There are no penal provisions for blood banks not following the rule of voluntary non-remunerative donations, as yet.

“Unless it is a gross violation, we do not have any punitive provisions yet for banks that do replacement donations,” said Dr Rajan.

No thorough screening process

Often, patients are not screened well before they donate blood. They do not even fill their forms, which ask questions related to recent illness and unsafe sexual activity, among other things, said Shetty.

“In Canada, for instance, patients have to fill their forms themselves and go through lengthy counselling, where they are asked about sexual partners and other parameters, to rule out any infection in the blood. Till recently, homosexual men were not allowed to donate blood,” said Shetty.

In India, there is no counselling for the patient before the test.

Rational use of blood

One of the best ways to reduce the infection is to rationalise blood transfusions, to ensure that it is only done when necessary.

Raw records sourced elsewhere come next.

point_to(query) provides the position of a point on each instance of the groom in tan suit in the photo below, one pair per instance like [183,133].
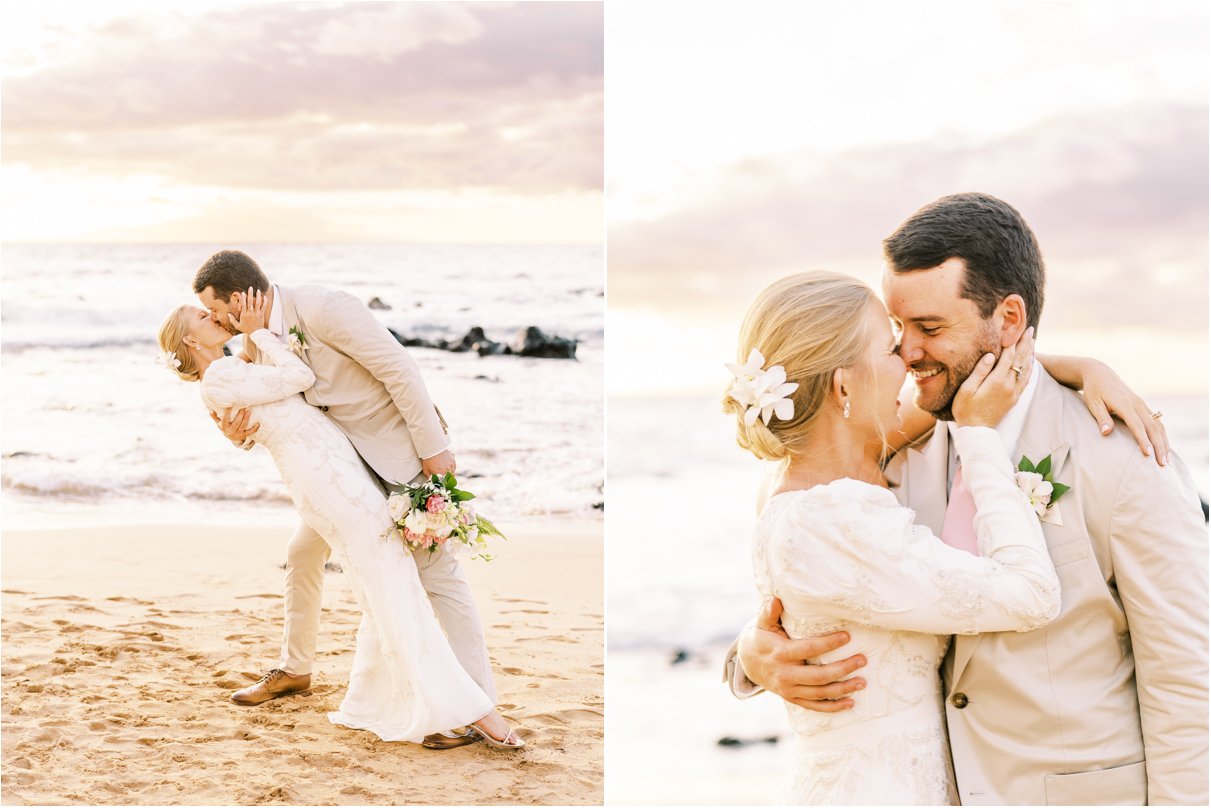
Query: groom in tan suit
[369,387]
[1108,704]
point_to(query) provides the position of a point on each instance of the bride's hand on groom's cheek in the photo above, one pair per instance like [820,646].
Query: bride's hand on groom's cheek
[779,664]
[251,313]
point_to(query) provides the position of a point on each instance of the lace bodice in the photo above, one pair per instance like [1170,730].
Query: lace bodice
[849,556]
[270,391]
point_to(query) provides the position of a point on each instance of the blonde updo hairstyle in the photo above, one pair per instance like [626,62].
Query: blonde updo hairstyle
[810,324]
[172,338]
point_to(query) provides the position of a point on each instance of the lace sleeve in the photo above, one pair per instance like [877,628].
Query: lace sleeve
[241,384]
[854,553]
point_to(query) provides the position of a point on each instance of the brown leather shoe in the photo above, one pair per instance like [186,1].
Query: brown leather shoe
[445,741]
[273,685]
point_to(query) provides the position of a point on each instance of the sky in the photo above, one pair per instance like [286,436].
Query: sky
[170,121]
[773,138]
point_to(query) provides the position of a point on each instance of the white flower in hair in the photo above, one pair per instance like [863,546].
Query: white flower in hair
[763,391]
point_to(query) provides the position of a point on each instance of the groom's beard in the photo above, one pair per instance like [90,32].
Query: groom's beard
[941,406]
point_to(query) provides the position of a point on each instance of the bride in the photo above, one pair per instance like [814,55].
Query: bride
[819,391]
[406,682]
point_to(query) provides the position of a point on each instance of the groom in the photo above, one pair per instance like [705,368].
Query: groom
[371,388]
[1108,704]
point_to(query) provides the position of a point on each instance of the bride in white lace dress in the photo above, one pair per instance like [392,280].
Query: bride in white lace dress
[406,682]
[842,554]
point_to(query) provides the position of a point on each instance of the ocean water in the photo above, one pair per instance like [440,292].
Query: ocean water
[679,590]
[95,428]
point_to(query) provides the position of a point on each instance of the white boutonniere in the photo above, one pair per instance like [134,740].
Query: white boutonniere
[298,341]
[1034,480]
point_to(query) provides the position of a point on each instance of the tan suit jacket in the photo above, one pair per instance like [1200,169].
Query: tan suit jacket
[365,380]
[1108,704]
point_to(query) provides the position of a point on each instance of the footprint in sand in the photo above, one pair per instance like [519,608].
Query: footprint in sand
[562,717]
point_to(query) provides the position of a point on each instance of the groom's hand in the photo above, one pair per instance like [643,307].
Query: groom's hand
[780,664]
[235,424]
[440,464]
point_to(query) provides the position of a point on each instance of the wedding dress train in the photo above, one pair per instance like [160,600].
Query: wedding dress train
[406,682]
[848,556]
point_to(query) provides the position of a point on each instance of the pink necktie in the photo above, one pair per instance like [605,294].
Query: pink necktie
[958,528]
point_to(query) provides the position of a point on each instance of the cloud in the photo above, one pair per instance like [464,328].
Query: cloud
[326,96]
[1118,200]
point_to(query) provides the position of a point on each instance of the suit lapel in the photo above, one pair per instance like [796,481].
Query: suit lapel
[291,320]
[1042,435]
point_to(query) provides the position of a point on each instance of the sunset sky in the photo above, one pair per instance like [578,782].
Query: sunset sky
[167,121]
[781,137]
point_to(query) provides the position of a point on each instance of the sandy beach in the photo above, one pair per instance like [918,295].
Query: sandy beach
[121,646]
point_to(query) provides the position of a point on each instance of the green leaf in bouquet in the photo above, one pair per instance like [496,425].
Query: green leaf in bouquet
[487,527]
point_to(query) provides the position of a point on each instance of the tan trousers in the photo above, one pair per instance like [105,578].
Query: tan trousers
[440,574]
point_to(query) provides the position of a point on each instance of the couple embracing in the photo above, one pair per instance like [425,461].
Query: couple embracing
[1008,607]
[343,411]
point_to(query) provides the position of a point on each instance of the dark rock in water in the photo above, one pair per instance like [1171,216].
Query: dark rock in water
[727,740]
[532,342]
[478,342]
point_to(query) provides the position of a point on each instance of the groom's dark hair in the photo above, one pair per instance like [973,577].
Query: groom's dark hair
[229,271]
[993,240]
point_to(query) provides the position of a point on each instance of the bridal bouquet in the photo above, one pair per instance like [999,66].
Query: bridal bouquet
[436,514]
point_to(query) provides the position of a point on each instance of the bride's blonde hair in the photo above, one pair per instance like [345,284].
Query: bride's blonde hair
[810,324]
[172,338]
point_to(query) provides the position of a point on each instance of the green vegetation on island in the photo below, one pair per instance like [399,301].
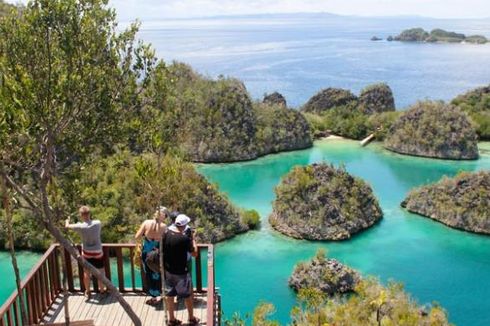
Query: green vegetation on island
[321,202]
[325,274]
[327,99]
[462,202]
[5,8]
[216,120]
[477,104]
[436,35]
[330,293]
[355,117]
[274,98]
[433,129]
[280,129]
[89,116]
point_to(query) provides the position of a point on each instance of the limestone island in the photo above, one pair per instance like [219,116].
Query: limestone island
[325,274]
[436,36]
[338,111]
[462,202]
[218,122]
[433,129]
[476,103]
[321,202]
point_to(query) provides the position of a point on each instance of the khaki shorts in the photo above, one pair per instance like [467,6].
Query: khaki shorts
[178,285]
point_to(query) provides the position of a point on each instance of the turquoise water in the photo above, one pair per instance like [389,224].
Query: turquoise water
[433,261]
[25,260]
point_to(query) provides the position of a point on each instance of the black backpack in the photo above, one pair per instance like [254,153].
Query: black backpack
[153,260]
[153,257]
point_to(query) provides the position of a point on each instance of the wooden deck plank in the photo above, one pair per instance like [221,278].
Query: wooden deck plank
[107,311]
[145,310]
[110,312]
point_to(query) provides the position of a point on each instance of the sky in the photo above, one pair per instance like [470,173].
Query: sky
[129,10]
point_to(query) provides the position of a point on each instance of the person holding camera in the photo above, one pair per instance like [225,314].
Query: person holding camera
[152,231]
[89,231]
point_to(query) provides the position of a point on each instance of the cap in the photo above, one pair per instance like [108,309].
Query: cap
[182,220]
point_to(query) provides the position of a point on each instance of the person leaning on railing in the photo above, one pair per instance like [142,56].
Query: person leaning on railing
[89,231]
[152,231]
[177,246]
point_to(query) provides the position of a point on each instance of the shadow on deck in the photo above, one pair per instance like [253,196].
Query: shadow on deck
[106,311]
[43,292]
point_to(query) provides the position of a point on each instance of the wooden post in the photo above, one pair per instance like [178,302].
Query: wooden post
[64,285]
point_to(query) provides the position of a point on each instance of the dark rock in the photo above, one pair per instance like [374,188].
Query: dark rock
[320,202]
[275,98]
[327,99]
[462,202]
[477,104]
[280,129]
[327,275]
[433,129]
[412,35]
[229,138]
[376,98]
[476,39]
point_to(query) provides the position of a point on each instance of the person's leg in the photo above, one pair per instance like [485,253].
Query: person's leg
[102,288]
[86,281]
[170,308]
[189,304]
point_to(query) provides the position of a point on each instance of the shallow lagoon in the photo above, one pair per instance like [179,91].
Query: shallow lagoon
[433,261]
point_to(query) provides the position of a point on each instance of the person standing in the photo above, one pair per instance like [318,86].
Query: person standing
[89,231]
[178,282]
[152,231]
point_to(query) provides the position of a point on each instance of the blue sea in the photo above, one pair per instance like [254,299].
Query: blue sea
[298,55]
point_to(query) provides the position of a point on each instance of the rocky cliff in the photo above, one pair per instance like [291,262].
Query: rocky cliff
[376,98]
[321,202]
[433,129]
[327,99]
[325,274]
[280,129]
[462,202]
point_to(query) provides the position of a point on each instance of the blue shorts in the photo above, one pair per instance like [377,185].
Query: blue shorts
[178,285]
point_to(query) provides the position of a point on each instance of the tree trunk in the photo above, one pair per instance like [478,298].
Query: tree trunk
[45,219]
[11,245]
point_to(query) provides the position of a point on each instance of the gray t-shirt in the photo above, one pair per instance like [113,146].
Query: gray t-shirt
[90,233]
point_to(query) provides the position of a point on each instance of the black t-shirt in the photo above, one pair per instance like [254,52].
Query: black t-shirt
[176,247]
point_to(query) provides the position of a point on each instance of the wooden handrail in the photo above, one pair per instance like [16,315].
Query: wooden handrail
[40,288]
[42,285]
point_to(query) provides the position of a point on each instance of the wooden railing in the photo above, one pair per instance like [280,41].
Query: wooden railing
[43,284]
[39,288]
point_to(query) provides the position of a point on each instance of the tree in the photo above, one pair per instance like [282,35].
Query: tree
[7,213]
[69,84]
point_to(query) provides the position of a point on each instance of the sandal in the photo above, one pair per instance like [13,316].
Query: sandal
[174,322]
[153,302]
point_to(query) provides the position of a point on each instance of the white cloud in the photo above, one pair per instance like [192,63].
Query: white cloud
[156,9]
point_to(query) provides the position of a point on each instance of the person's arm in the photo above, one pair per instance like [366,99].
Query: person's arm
[193,244]
[68,225]
[141,231]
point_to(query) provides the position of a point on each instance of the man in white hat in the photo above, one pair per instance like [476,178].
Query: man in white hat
[178,282]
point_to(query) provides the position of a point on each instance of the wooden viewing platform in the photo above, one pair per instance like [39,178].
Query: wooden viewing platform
[43,292]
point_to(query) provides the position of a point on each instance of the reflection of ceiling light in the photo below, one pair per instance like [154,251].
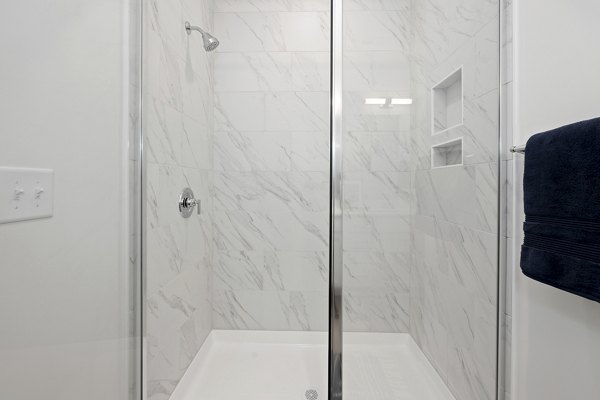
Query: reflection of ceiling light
[377,101]
[383,101]
[401,101]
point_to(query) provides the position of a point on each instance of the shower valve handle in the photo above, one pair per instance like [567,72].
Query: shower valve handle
[187,202]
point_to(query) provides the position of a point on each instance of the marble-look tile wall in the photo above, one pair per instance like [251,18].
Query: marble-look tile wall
[178,124]
[453,285]
[376,166]
[271,168]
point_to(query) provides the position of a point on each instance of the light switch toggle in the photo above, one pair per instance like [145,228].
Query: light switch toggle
[26,194]
[18,194]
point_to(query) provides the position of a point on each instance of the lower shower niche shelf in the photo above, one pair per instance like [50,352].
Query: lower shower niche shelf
[447,154]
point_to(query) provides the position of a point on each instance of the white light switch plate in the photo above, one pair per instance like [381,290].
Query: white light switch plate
[25,193]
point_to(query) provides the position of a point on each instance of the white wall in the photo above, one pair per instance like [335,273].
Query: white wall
[556,335]
[63,287]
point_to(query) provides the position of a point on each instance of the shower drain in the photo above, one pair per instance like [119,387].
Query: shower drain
[311,394]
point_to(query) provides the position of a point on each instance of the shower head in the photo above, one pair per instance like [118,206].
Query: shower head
[210,42]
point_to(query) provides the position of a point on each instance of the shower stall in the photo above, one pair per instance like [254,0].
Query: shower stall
[344,160]
[256,199]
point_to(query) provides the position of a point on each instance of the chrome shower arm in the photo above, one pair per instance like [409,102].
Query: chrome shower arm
[189,28]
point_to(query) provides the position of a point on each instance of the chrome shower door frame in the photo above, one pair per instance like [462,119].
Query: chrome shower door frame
[335,223]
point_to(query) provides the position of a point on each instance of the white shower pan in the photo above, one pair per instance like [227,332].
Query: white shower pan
[269,365]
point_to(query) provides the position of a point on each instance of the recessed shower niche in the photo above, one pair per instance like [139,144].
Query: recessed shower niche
[447,154]
[447,102]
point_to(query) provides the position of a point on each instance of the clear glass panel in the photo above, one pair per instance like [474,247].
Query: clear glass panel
[236,297]
[420,174]
[69,283]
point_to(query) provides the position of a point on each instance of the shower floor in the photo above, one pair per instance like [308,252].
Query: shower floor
[265,365]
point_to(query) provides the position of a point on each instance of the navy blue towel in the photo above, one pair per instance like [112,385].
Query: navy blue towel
[562,209]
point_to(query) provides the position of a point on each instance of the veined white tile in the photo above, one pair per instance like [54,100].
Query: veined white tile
[376,232]
[163,126]
[271,271]
[297,231]
[272,191]
[377,271]
[310,71]
[377,71]
[249,31]
[376,30]
[256,71]
[305,31]
[379,191]
[369,310]
[310,151]
[252,151]
[297,111]
[196,145]
[387,5]
[240,111]
[271,310]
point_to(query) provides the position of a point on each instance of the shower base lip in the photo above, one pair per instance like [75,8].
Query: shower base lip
[287,365]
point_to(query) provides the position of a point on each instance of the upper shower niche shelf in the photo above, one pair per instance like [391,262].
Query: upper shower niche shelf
[447,103]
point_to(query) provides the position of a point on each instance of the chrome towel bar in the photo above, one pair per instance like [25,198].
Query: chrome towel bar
[518,149]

“There are a number of instances when transfusions may not be warranted,” said Dr Rajan. “One needs to follow our guidelines before blood transfusion.”

In dengue cases, particularly, it has been observed that blood plasma is transfused to patients who do not need it.

In the US, the requirement of blood is going down every year. “This is not because they are getting healthier,” said Agarwal. “It is because people are not using blood irrationally. These guidelines are not being implemented. It is well known that using blood increases the number of days a patient is hospitalised and the potential complications.”

A thorough investigation

As the National Aids Control Organisation has said, it has not been proven that the HIV virus was in fact transmitted by blood transfusion in all the more than 2,000 cases.

Therefore, even as there is room for improvement in the blood transfusion policy and its implementation, we also need to ascertain the cause of infection in patients claiming to have contracted HIV via transfusion.

For this, each case should be scientifically investigated. “These cases should be mapped right back to the individual,” said Agarwal. “How can we decide a change in the policy unless we know what the problem is?”

Based on the findings of such an investigation, Agarwal said, the government and other stakeholders should work on a revised policy.